Jun
14

Canon EOS 550D

Seit fast 4 Jahren fotografiere ich mit einer gebraucht gekauften Canon EOS 350D und war damit bildmäßig immer so sehr zufrieden, daß ich nicht geglaubt hätte, daß ich schon nach 4 Jahren einen Update durchführen werde. Aber die neue Canon EOS 550D hat mich einfach überzeugt.

Canon EOS 550d

Die Liste ist nach meiner persönlichen Gewichtung sortiert, absteigend, die wichtigen Argumente zuerst und natürlich völlig subjektiv:

  • Höhere ISO Empfindlichkeit, die 350 hat bei 800 ISO Schluß gemacht, nun gehts mit akzeptablem Rauschen bis 3200 – ich fotografiere oft und gerne mit dem verfügbaren Licht).
  • Einen gut erreichbaren Knopf für die Einstellung der ISO Empfindlichkeit – ich verstelle die ISO recht häufig.
  • Deutlich größeres und helleres Display, das eignet sich nun wirklich, um die geschossenen Fotos auf der Kamera schnell durchzusehen.
  • Sie ist eine xxxD von Canon, will heißen, die Knöpfe sind noch in etwa an der gleichen Stelle, wie bei der alten Kamera, ich muß nicht zu sehr umlernen (das ist in meinem Alter recht wichtig).
  • Mein Objektiv paßt, die Blitzgeräte und der Speedlite Auslöser passen auch.
  • Automatische Sensorreinigung – ich muß nicht mehr mit den Reinigungsstäbchen rumfummeln.
  • Sie hat direkt eine SD Karte. Nachdem ich meinen persönlichen Workflow ja auf SD Karten umgestellt habe, brauche ich nun keinen Adapter mehr.

Die Kamera kam vor 10 Tagen dann zu mir und immerhin konnte ich nach etwa 1 Stunde wieder so gut, wie vorher, Fotos machen und die Vorzüge der neuen Kamera genießen.

Kurzzeitig spielte ich mit dem Gedanken, die Auflösung auf M zu stellen, um weiterhin mit 8 Megapixel zu fotografieren. Das habe ich aber wieder verworfen und achte darauf, Fotos, die ich online stelle oder verteile, eben vorher zu verkleinern. Die Festplatte an meinem Photoshop Rechner habe ich allerdings durch ein doppelt so großes Modell ersetzt. Vorsichtshalber.

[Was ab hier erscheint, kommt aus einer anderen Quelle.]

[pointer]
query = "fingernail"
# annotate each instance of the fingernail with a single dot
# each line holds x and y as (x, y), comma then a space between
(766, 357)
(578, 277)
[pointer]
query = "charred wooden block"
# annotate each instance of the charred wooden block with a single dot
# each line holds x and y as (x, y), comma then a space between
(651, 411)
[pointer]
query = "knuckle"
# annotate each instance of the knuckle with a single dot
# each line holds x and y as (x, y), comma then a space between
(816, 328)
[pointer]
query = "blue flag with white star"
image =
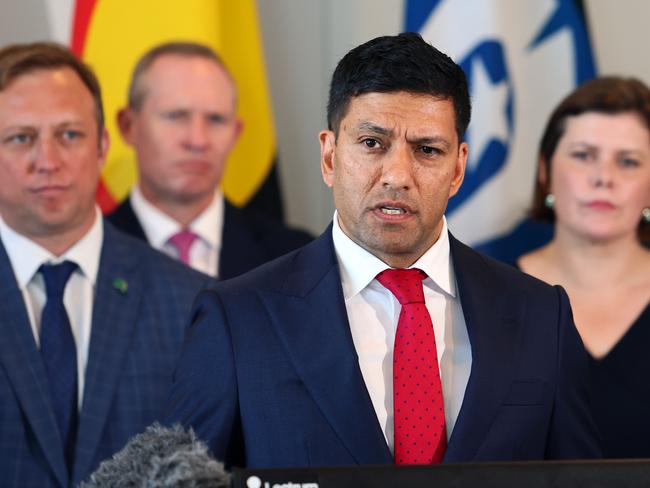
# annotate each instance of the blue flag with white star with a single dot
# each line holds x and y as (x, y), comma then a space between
(520, 58)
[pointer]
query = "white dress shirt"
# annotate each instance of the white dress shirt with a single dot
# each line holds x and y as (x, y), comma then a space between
(26, 257)
(373, 312)
(208, 226)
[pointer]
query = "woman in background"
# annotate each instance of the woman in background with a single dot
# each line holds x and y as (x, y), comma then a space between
(594, 183)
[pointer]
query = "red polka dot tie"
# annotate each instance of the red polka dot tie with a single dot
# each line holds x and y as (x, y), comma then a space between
(419, 414)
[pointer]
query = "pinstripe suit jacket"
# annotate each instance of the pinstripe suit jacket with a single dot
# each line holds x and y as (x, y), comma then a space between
(135, 337)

Zwei neue Features hat die Kamera noch, die ich allerdings erst in meinen persönlichen Arbeitsablauf eingliedern muß:

  • Sie ist kompatibel mit Eye-Fi Karten, zumindest kann sie anzeigen, daß die Eye-Fi Karte gerade zu einem Access Point verbunden ist und sie kann auch anzeigen, daß ein Bild hochlädt. Das habe ich aber bisher weder stabil zum Laufen bekommen, noch kann ich bislang in meinem Workflow einen echten Vorteil entdecken.
  • Sie kann Filme aufzeichnen. Das war der tatsächliche Auslöser, den Upgrade durchzuführen. Mittelfristig möchte ich unsere Sony miniDV Kameras dadurch ablösen und somit ein Teil weniger in meiner Tasche rumtragen müssen. Da ich meine Spiegelreflexkamera ja immer dabei habe, würde das bedeuten, auch jederzeit eine Szene als Film einfangen zu können. Da muß ich allerdings noch einiges an Erfahrung sammeln und Arbeit reinstecken, um zu einem verläßlichen Workflow zu kommen. Es wird also noch eine Weile dauern, bis die ersten Filme auf Vimeo in HD zu finden sind….

Die aufgezählten Vorzüge der EOS 550D gegenüber der 350D sind wie erwähnt, subjektiv ausgewählt – ich habe nur das aufgelistet, was mir in den letzten 10 Tagen aufgefallen ist. Begeistert bin ich, denn das, was die 350 konnte, kann die 550 besser und die neuen Dinge machen Spaß, erarbeitet zu werden.